By Alison Laurio
The NASW New Hampshire chapter’s May 4 symposium titled Getting to the Root: Dismantling Racism in Family Separation Systems was presented in partnership with the University of New Hampshire’s social work department, which provided some funding, said Lynn Stanley, NASW-New Hampshire’s executive director.
She said 600 people registered for the program, and more than 300 people “from all over the U.S.” took part in the live presentation. Those who missed the program can find it on NASW’s Social Work Online CE Institute and will be able to earn continuing education units, she said.
“There’s a higher percent of Black and Brown families involved with Child Protective Services,” Stanley said. “We’re a highly white state, and still we see racial disparities in our child welfare service.”
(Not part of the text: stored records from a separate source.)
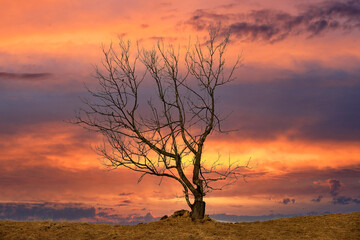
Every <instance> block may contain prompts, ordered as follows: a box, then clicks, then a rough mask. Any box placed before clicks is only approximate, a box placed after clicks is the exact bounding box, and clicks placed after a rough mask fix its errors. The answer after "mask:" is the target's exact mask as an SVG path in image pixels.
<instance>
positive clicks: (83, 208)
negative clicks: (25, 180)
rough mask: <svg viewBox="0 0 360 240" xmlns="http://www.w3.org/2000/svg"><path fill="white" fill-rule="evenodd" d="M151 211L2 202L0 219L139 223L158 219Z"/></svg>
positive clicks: (114, 223)
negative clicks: (136, 212)
mask: <svg viewBox="0 0 360 240" xmlns="http://www.w3.org/2000/svg"><path fill="white" fill-rule="evenodd" d="M158 219H159V218H154V217H153V216H152V215H151V213H147V214H145V215H139V214H130V215H127V216H123V215H120V214H118V213H116V211H114V209H113V208H101V207H99V208H94V207H92V206H86V205H84V204H81V203H54V202H43V203H14V202H11V203H0V220H18V221H39V220H53V221H87V222H96V223H110V224H138V223H140V222H142V223H146V222H151V221H156V220H158Z"/></svg>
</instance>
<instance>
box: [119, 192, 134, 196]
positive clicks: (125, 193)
mask: <svg viewBox="0 0 360 240" xmlns="http://www.w3.org/2000/svg"><path fill="white" fill-rule="evenodd" d="M133 194H134V193H132V192H131V193H119V196H130V195H133Z"/></svg>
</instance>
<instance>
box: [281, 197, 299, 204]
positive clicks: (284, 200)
mask: <svg viewBox="0 0 360 240" xmlns="http://www.w3.org/2000/svg"><path fill="white" fill-rule="evenodd" d="M280 203H282V204H284V205H287V204H289V203H292V204H294V203H295V199H294V198H293V199H290V198H284V199H283V200H282V202H280Z"/></svg>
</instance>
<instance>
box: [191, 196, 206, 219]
mask: <svg viewBox="0 0 360 240" xmlns="http://www.w3.org/2000/svg"><path fill="white" fill-rule="evenodd" d="M190 215H191V218H192V220H195V219H203V218H204V217H205V202H204V201H200V200H198V201H195V202H194V204H193V206H192V208H191V214H190Z"/></svg>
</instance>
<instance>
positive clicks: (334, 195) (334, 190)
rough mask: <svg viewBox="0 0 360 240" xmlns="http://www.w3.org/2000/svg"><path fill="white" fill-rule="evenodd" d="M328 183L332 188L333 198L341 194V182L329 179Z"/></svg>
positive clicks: (331, 192) (329, 186)
mask: <svg viewBox="0 0 360 240" xmlns="http://www.w3.org/2000/svg"><path fill="white" fill-rule="evenodd" d="M327 183H328V185H329V188H330V194H331V196H333V197H335V196H337V195H338V194H339V192H340V190H341V188H342V186H343V184H342V183H341V182H340V181H339V180H335V179H328V180H327Z"/></svg>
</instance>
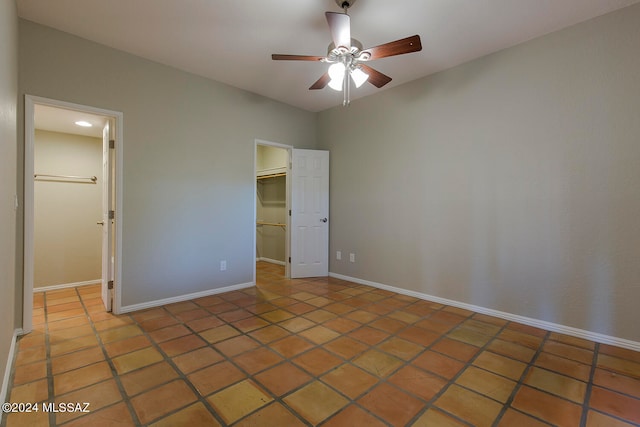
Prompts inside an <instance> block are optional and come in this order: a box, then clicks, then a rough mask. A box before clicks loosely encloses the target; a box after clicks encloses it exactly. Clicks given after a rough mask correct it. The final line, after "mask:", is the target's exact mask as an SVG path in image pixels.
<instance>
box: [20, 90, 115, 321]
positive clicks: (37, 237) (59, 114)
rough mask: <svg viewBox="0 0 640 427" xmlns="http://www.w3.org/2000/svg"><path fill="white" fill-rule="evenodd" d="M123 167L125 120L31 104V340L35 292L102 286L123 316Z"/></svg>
mask: <svg viewBox="0 0 640 427" xmlns="http://www.w3.org/2000/svg"><path fill="white" fill-rule="evenodd" d="M89 125H91V126H89ZM80 128H84V130H82V129H80ZM121 162H122V113H120V112H116V111H110V110H103V109H99V108H95V107H89V106H83V105H78V104H72V103H68V102H64V101H58V100H52V99H47V98H41V97H36V96H31V95H26V96H25V160H24V173H25V175H24V282H23V289H24V295H23V304H24V310H23V331H24V332H25V333H27V332H30V331H31V329H32V315H33V293H34V291H35V292H39V291H48V290H55V289H63V288H71V287H77V286H83V285H89V284H93V283H99V284H100V288H101V294H102V301H103V304H104V307H105V310H106V311H113V312H114V313H116V314H118V312H119V308H120V298H121V292H120V291H121V289H120V286H119V280H118V279H119V277H120V271H119V270H120V269H119V266H120V260H121V253H122V248H121V238H120V236H121V235H122V230H121V225H120V221H119V219H120V213H121V211H122V204H121V200H122V197H121V194H122V191H121V190H122V173H121V168H120V166H119V165H121ZM116 220H118V221H116Z"/></svg>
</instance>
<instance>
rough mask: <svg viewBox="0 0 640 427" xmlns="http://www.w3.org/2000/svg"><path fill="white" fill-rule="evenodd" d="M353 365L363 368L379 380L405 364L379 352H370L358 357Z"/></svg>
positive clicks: (367, 371) (387, 375) (399, 360)
mask: <svg viewBox="0 0 640 427" xmlns="http://www.w3.org/2000/svg"><path fill="white" fill-rule="evenodd" d="M353 364H354V365H357V366H359V367H361V368H362V369H364V370H365V371H367V372H369V373H371V374H373V375H375V376H376V377H378V378H384V377H387V376H389V375H390V374H391V373H393V371H395V370H396V369H398V368H399V367H400V366H402V364H403V362H402V361H401V360H400V359H398V358H396V357H393V356H391V355H389V354H386V353H382V352H380V351H378V350H369V351H367V352H365V353H364V354H362V355H360V356H358V357H356V358H355V359H354V360H353Z"/></svg>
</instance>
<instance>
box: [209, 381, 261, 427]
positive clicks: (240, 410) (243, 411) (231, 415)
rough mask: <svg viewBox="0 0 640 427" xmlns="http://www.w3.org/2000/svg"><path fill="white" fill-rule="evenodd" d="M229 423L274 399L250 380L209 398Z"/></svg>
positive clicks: (232, 385)
mask: <svg viewBox="0 0 640 427" xmlns="http://www.w3.org/2000/svg"><path fill="white" fill-rule="evenodd" d="M207 400H208V401H209V403H211V405H212V406H213V407H214V409H215V410H216V412H218V413H219V414H220V416H221V417H222V418H223V419H224V421H225V422H226V423H227V424H231V423H234V422H235V421H237V420H239V419H240V418H242V417H244V416H246V415H248V414H250V413H251V412H253V411H255V410H256V409H258V408H260V407H262V406H264V405H266V404H267V403H269V402H271V401H272V400H273V399H272V398H271V397H270V396H269V395H268V394H267V393H265V392H264V391H263V390H262V389H261V388H260V387H258V386H257V385H256V384H255V383H253V382H252V381H250V380H245V381H241V382H239V383H237V384H234V385H232V386H231V387H228V388H226V389H224V390H222V391H219V392H218V393H216V394H214V395H212V396H209V397H208V398H207Z"/></svg>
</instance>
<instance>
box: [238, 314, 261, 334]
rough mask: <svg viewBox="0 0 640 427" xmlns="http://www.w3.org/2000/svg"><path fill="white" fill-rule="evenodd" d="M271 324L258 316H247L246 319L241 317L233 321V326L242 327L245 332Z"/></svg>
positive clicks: (249, 331)
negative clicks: (236, 320) (256, 316)
mask: <svg viewBox="0 0 640 427" xmlns="http://www.w3.org/2000/svg"><path fill="white" fill-rule="evenodd" d="M269 325H270V323H269V322H267V321H266V320H264V319H261V318H259V317H256V316H251V317H247V318H246V319H241V320H238V321H235V322H233V326H234V327H235V328H236V329H240V330H241V331H242V332H244V333H247V332H251V331H254V330H256V329H260V328H264V327H265V326H269Z"/></svg>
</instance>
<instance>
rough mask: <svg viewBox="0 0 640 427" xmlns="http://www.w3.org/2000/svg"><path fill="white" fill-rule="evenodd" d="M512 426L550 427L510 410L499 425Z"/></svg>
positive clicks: (505, 414) (532, 418) (524, 414)
mask: <svg viewBox="0 0 640 427" xmlns="http://www.w3.org/2000/svg"><path fill="white" fill-rule="evenodd" d="M512 426H518V427H548V426H549V424H547V423H543V422H542V421H538V420H536V419H535V418H533V417H530V416H529V415H526V414H523V413H522V412H519V411H516V410H514V409H512V408H509V409H507V411H506V412H505V413H504V415H503V416H502V418H501V419H500V422H499V423H498V427H512ZM603 427H604V426H603Z"/></svg>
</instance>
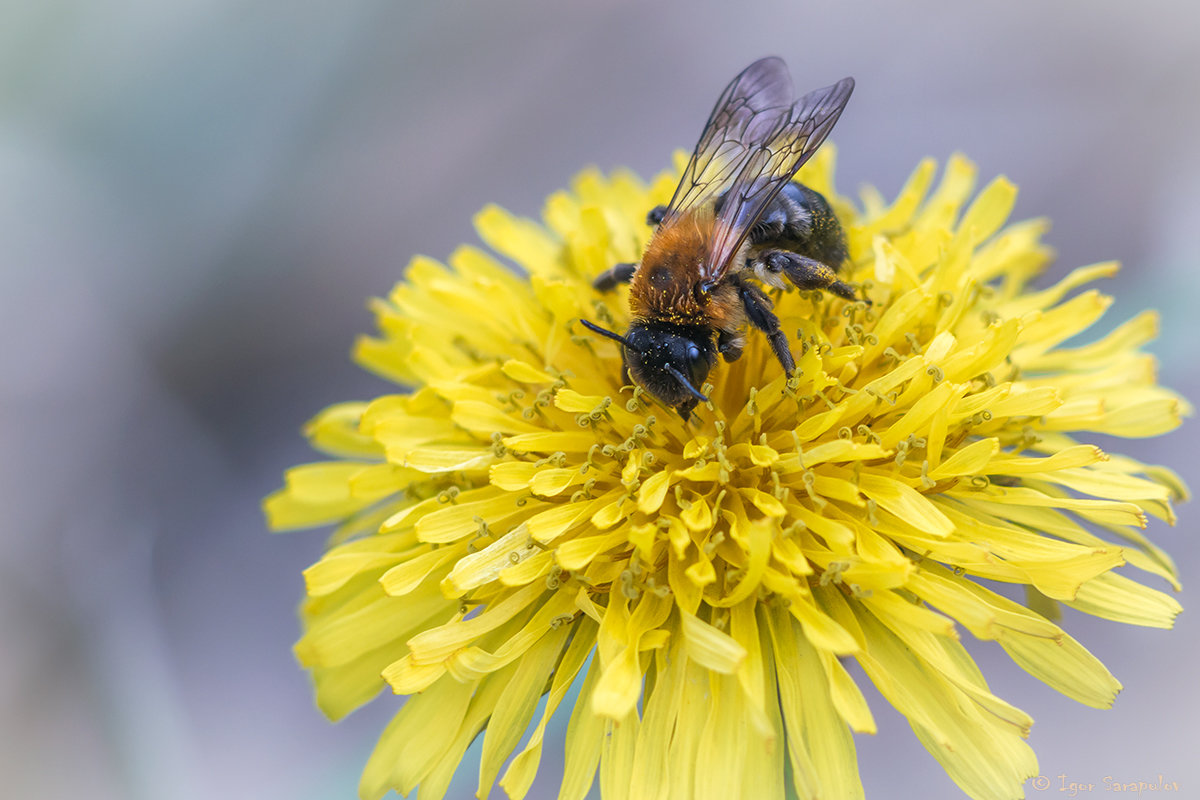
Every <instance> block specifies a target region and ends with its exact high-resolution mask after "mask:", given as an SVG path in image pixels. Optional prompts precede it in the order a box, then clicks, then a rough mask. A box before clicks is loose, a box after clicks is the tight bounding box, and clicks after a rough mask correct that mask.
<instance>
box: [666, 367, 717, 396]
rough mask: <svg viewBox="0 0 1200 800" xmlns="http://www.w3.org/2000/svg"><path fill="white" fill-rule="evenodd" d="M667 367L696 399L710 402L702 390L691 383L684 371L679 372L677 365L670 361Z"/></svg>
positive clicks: (680, 382) (675, 376) (676, 377)
mask: <svg viewBox="0 0 1200 800" xmlns="http://www.w3.org/2000/svg"><path fill="white" fill-rule="evenodd" d="M666 368H667V372H670V373H671V374H672V375H674V379H676V380H678V381H679V383H680V384H682V385H683V387H684V389H686V390H688V391H689V392H690V393H691V396H692V397H695V398H696V399H698V401H701V402H703V403H707V402H708V398H707V397H704V396H703V395H701V393H700V390H698V389H696V387H695V386H692V385H691V381H690V380H688V378H686V375H684V374H683V373H682V372H679V371H678V369H677V368H676V367H673V366H671V365H670V363H668V365H666Z"/></svg>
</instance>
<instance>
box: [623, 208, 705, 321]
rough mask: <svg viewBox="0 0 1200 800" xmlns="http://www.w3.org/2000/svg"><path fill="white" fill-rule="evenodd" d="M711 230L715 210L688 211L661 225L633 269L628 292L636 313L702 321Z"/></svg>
mask: <svg viewBox="0 0 1200 800" xmlns="http://www.w3.org/2000/svg"><path fill="white" fill-rule="evenodd" d="M712 234H713V215H712V213H698V212H697V213H688V215H683V216H680V217H678V218H676V219H672V221H670V222H665V223H662V224H661V225H660V227H659V229H658V230H656V231H655V233H654V237H653V239H650V242H649V245H647V246H646V253H644V254H643V255H642V263H641V265H640V266H638V269H637V272H635V273H634V281H632V284H631V287H630V293H629V305H630V311H631V312H632V313H634V317H637V318H643V319H644V318H654V319H667V320H671V321H674V323H679V324H684V325H696V324H703V321H704V319H706V313H707V311H706V309H707V306H708V299H707V297H704V296H702V295H701V294H700V291H698V287H700V282H701V269H702V266H703V264H704V260H706V259H707V258H708V253H709V249H708V245H709V241H710V239H712Z"/></svg>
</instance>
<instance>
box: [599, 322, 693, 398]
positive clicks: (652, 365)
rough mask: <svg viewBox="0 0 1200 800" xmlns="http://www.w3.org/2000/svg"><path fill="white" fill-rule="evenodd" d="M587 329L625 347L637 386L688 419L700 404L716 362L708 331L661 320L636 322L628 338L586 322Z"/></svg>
mask: <svg viewBox="0 0 1200 800" xmlns="http://www.w3.org/2000/svg"><path fill="white" fill-rule="evenodd" d="M581 321H582V323H583V324H584V325H586V326H587V327H588V329H590V330H593V331H595V332H596V333H600V335H601V336H607V337H608V338H611V339H616V341H618V342H620V343H622V344H624V345H625V347H624V355H625V369H628V371H629V377H630V378H631V379H632V380H634V383H635V384H637V385H638V386H641V387H642V389H644V390H646V391H648V392H649V393H652V395H654V396H655V397H658V398H659V399H660V401H662V402H664V403H666V404H667V405H670V407H671V408H673V409H676V410H677V411H679V415H680V416H682V417H683V419H684V420H686V419H688V417H689V416H690V415H691V410H692V409H694V408H696V404H697V403H700V402H701V401H707V399H708V398H707V397H704V396H703V395H702V393H701V392H700V387H701V386H703V385H704V379H706V378H708V373H709V372H710V371H712V369H713V366H714V365H715V363H716V350H715V348H714V347H713V333H712V331H710V330H709V329H706V327H700V326H692V325H674V324H672V323H662V321H635V323H634V324H632V325H631V326H630V327H629V332H628V333H625V336H619V335H617V333H613V332H612V331H607V330H605V329H602V327H600V326H598V325H593V324H592V323H589V321H587V320H581Z"/></svg>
The program was a way for attendees to learn to look beyond their own cultural perspective and view things from a different vantage point, through an anti-racist lens, Stanley said. It’s about having a conversation in general within agencies, having discussions and changing the way we look at child protection.
The program included a presentation from Dorothy E. Roberts, an author, sociologist, law professor and social justice advocate who is the Penn Integrates Knowledge Professor, George A. Weiss University Professor, and Inaugural Raymond Pace and Sadie Tanner Mossell Alexander Professor of Civil Rights.
Roberts provided information about her recently published book, “Torn Apart: How the Child Welfare System Destroys Black Families and How Abolition Could Build a Safer World.” Dr. Sherri Simmons-Horton, an expert in addressing racial inequities, was the presentation moderator and led the discussion.